Si la France a légiféré en 2020 pour protéger les influenceurs de moins de 16 ans, en obligeant les parents, entre autres, à placer les rémunérations jusqu’à la majorité de leurs enfants, la Belgique n’a toujours pas tranché. «Il n’existe pas encore d’encadrement spécifique chez nous pour ces enfants», explique la chroniqueuse juridique de la RTBF, Yasmine Lamisse. «Il y a aujourd’hui un vide juridique car leur activité est considérée comme un loisir privé et échappe à tout contrôle à l’heure actuelle.»

Le saviez-vous ?

  • 50 % des photos et vidéos qui s’échangent sur les réseaux pédocriminels proviennent des réseaux sociaux et ont été publiées par les parents eux-mêmes.
  • Les jeunes ont la possibilité de recourir à l’Autorité de protection des données pour demander des suppressions d’images les représentant en mauvaise posture sur le Web. Mais selon Aurélie Waeterinckx, conseillère en communication et porte-parole du site de prévention Jedécide.be – plateforme qui informe jeunes et parents sur la vie privée en général -, une fois qu’une image est placée sur Internet, il est difficile d’en reprendre le contrôle intégralement.
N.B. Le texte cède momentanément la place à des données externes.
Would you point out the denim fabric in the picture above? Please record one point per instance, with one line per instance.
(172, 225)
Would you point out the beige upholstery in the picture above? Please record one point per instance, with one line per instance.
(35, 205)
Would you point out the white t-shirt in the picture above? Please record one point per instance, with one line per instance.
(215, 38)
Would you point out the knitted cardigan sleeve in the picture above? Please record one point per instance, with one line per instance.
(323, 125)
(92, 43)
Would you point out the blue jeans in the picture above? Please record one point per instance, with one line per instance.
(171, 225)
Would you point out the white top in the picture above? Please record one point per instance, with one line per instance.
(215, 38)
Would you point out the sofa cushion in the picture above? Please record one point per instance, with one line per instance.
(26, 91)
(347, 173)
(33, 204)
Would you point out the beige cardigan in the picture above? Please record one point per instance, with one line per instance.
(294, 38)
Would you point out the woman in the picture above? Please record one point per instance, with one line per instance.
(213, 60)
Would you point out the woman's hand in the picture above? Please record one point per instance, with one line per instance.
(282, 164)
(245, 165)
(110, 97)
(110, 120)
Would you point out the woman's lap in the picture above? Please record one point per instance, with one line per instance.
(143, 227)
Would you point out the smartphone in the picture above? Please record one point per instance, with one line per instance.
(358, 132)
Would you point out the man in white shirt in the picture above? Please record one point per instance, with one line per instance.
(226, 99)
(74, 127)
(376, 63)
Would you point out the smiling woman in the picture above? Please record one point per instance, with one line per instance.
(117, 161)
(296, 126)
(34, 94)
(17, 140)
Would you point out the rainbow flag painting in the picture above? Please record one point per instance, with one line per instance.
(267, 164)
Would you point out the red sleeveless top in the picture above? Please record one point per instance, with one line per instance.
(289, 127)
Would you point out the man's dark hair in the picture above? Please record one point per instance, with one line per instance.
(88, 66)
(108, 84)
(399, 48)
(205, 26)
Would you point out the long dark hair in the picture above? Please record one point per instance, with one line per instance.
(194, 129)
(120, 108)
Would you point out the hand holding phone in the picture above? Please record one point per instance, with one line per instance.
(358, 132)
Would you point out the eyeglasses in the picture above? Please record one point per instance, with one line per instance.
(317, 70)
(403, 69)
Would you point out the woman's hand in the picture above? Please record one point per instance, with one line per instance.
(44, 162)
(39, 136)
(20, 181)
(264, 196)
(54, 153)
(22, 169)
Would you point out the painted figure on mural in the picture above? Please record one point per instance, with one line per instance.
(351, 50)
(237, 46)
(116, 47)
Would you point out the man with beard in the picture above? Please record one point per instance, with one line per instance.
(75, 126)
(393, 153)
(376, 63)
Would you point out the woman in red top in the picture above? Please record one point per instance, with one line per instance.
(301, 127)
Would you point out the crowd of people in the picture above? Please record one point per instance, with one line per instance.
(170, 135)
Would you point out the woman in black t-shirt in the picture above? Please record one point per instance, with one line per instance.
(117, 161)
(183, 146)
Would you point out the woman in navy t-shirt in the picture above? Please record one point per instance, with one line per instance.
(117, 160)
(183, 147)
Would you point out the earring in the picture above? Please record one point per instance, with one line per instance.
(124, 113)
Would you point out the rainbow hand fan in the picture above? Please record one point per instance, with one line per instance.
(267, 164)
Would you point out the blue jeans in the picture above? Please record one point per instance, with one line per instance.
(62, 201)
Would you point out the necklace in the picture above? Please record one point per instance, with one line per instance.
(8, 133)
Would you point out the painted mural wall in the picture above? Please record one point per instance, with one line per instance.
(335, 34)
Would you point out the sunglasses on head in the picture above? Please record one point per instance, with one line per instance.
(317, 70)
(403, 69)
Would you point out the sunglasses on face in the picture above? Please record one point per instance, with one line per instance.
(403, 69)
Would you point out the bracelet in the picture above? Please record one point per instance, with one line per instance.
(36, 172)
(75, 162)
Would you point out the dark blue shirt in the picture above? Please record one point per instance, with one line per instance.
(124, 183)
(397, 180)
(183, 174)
  • En 2020, l’Américain Ryan Kaji, 9 ans à l’époque, était pour la troisième année consécutive considéré comme le youtubeur le mieux payé par le magazine Forbes, avec 29,5 millions de dollars générés en une année. Le concept de la chaîne lancée par les parents de Ryan en 2015 ? Filmer leur enfant en train de tester des nouveaux jouets.